CHICAGO (AP) — In his new memoir out Monday, former U.S. Treasury Secretary Timothy Geithner blasts U.S. Sen. Mark Kirk of Illinois for “delusional” comments he allegedly made to Chinese officials about U.S. debt while a congressman in 2009.
Geithner describes an incident on his first trip to China as secretary in 2009 when an embassy official called to tell him that Kirk, a Republican, held an “unusual meeting” with Chinese officials where he advised them not to buy U.S. Treasury securities or other U.S. government debt as spending was driving the country toward default and “that the Fed was creating hyperinflation.”

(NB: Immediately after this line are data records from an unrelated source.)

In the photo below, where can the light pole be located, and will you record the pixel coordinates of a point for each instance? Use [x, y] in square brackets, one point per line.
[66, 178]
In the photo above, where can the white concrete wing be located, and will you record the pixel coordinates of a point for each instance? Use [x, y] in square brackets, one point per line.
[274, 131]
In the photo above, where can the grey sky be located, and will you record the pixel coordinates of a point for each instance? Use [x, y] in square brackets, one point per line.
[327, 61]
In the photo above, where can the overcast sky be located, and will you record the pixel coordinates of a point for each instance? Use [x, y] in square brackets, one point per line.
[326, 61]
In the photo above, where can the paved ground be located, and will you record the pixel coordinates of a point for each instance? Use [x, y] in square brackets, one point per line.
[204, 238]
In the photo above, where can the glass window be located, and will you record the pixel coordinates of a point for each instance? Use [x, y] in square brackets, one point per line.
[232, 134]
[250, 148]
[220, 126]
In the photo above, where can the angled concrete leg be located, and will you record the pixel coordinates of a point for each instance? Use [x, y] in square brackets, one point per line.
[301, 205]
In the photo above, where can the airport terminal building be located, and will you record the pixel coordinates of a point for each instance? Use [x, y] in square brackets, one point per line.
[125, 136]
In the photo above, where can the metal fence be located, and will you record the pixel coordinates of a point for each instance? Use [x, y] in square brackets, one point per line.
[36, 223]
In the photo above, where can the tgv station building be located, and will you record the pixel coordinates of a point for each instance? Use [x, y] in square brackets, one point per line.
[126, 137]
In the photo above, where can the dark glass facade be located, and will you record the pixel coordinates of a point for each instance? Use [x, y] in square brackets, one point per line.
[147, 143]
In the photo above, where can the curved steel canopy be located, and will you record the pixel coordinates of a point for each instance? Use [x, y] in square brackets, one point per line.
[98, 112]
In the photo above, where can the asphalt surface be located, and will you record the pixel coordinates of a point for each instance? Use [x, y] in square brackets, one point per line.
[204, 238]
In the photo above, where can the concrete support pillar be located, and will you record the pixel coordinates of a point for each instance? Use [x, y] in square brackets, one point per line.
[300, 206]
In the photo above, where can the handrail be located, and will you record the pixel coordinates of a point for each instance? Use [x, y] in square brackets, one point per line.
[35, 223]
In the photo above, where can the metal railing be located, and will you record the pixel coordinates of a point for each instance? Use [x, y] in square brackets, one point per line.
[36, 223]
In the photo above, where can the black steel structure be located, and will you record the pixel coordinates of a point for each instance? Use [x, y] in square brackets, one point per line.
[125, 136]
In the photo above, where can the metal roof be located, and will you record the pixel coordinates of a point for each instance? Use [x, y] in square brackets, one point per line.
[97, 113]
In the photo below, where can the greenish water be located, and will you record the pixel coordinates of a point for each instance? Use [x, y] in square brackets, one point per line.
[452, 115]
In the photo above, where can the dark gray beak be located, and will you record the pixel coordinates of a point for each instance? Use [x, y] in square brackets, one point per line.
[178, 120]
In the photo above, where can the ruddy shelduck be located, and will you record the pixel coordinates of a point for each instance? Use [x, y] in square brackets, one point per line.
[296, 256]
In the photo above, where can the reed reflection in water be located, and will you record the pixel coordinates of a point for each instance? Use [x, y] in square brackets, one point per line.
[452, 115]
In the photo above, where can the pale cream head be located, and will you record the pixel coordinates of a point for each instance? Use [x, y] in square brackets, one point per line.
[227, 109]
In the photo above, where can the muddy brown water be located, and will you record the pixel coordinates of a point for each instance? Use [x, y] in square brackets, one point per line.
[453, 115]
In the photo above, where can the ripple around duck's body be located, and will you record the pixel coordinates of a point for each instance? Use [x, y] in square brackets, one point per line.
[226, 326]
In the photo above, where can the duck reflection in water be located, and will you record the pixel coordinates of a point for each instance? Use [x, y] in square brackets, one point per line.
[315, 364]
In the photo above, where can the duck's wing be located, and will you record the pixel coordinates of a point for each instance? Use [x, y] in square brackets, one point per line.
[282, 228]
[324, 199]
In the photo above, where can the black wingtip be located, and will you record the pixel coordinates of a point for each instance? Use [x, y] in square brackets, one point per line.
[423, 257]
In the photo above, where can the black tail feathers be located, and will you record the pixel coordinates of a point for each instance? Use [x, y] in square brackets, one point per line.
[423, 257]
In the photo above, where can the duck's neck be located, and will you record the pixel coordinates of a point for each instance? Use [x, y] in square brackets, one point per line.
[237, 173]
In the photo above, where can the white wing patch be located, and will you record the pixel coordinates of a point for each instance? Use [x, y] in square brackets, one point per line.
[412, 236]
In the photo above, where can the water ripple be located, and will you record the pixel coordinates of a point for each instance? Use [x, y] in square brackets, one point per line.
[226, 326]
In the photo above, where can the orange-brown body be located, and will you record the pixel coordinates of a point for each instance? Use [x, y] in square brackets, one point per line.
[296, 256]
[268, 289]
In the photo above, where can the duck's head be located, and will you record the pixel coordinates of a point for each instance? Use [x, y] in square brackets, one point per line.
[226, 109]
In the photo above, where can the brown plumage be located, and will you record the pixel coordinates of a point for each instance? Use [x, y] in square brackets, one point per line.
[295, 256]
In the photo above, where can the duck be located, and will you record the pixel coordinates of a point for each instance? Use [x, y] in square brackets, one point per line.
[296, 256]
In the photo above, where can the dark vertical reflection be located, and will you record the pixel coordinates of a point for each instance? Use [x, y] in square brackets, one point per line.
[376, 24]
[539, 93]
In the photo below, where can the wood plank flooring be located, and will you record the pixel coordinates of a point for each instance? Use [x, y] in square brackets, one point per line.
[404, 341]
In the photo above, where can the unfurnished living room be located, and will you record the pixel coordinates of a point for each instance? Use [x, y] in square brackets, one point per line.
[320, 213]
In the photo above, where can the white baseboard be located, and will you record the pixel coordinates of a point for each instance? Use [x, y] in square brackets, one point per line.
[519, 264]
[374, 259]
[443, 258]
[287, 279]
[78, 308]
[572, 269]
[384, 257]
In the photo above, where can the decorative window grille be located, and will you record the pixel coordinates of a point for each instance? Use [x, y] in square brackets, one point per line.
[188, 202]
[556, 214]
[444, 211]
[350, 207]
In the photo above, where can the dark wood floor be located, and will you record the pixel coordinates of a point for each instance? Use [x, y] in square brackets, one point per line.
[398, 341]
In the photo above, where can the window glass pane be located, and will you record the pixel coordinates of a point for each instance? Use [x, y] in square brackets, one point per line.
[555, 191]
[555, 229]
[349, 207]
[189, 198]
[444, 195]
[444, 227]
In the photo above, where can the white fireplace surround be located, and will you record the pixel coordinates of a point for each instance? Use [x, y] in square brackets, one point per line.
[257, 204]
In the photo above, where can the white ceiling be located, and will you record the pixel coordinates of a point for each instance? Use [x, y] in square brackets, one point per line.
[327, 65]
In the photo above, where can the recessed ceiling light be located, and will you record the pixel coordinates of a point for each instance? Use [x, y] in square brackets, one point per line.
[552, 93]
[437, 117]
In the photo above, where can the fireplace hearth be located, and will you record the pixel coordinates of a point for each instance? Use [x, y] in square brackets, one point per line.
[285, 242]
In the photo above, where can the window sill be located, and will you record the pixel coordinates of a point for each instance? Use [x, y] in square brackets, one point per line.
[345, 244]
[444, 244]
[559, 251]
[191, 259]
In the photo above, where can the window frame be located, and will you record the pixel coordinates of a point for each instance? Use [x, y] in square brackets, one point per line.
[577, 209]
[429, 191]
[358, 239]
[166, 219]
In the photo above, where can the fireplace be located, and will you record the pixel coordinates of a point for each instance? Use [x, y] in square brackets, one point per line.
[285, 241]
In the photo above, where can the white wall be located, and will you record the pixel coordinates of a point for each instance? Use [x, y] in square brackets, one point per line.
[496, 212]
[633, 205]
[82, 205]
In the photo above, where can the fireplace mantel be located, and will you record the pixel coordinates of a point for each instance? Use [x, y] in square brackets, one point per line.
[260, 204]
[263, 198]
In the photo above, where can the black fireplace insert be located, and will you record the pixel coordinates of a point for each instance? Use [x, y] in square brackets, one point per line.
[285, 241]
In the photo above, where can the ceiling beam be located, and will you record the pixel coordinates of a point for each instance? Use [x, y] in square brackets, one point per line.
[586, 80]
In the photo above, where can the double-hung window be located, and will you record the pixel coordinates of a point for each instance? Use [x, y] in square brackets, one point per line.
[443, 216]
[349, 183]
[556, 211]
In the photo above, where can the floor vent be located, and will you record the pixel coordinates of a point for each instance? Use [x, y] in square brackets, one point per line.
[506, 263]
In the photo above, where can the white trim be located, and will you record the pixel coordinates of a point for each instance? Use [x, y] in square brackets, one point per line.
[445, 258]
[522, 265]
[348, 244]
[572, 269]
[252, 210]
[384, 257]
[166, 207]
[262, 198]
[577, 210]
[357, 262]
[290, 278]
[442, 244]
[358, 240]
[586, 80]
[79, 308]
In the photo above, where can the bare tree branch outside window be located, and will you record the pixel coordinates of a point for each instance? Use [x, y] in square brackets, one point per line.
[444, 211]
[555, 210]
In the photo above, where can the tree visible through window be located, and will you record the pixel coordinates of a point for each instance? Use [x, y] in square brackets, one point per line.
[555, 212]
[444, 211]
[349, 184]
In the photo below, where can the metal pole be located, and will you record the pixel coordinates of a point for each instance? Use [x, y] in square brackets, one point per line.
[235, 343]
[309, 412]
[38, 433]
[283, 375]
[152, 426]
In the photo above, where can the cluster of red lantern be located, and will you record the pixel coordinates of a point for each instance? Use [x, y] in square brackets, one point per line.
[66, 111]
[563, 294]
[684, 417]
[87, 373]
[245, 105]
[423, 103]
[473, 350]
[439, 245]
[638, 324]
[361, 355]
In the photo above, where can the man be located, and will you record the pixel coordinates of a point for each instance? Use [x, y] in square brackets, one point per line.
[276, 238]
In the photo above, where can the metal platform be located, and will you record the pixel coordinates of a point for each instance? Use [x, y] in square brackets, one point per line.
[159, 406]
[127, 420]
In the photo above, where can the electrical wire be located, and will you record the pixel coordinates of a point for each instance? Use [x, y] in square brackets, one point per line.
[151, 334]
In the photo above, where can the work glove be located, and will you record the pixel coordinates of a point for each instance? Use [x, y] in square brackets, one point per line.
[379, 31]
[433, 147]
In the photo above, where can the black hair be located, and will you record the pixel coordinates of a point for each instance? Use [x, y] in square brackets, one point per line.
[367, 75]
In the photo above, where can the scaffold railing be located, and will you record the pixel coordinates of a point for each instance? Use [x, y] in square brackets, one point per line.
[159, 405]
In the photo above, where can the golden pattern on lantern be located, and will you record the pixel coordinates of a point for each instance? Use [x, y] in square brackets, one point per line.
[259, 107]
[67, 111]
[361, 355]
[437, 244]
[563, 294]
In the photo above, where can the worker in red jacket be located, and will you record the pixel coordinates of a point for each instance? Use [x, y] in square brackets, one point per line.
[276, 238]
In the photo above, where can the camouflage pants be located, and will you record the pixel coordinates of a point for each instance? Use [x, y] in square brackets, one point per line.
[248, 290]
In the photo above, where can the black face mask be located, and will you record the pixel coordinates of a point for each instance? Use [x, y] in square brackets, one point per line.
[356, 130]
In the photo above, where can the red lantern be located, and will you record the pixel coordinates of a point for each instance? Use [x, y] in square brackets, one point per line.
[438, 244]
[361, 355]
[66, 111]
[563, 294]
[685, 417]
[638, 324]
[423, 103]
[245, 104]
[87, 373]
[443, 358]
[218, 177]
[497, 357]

“I couldn’t believe it. Not only were those fears delusional, but he was undermining American interests on foreign soil,” Geithner writes in the 500-some page book. “I called him on his way out of China to explain that there was this noble tradition in politics that you don’t criticize the United States while you’re abroad — and you definitely shouldn’t say we’re going to default on our debts. But partisan politics no longer seemed to stop at the water’s edge.”
Kirk’s office didn’t confirm Geithner’s account on Monday, but issued a statement.
“Since traveling to China in 2009, our nation’s debt has grown from $11.9 trillion to $17.5 trillion. What is fact, and not delusional, is that our spending habit cripples our economic recovery and is undeniably unsustainable,” the statement said.
Kirk helped form the House U.S.-China Working Group in 2005 and has traveled to China several times over the years. The travels included a 2009 trip through the nonprofit National Committee on U.S.-China Relations. The idea was to focus on the effects of the financial and economic crisis on China’s economy and the concerns of American companies in China, according to the committee’s 2009 annual report. The delegation Kirk was a part of stopped in several cities including Beijing, where they met with high-ranking officials.
The paragraph about Kirk, who won his Senate seat in 2010, is part of Geithner’s book chronicling his turbulent four years in office as the Obama administration faced the worst recession and most severe financial crisis since the Great Depression.
Geithner describes how the rise of the tea party “reflected and also intensified the Republican Party’s decades-long drift to the far right” before he said he believed Kirk was “one of the few nominally moderate Republicans left in Congress.”
The book is called “Stress Test: Reflections on Financial Crises.” In it, Geithner also said he repeatedly offered to resign in the wake of the financial crisis and even suggested that Hillary Rodham Clinton be among those considered as a replacement.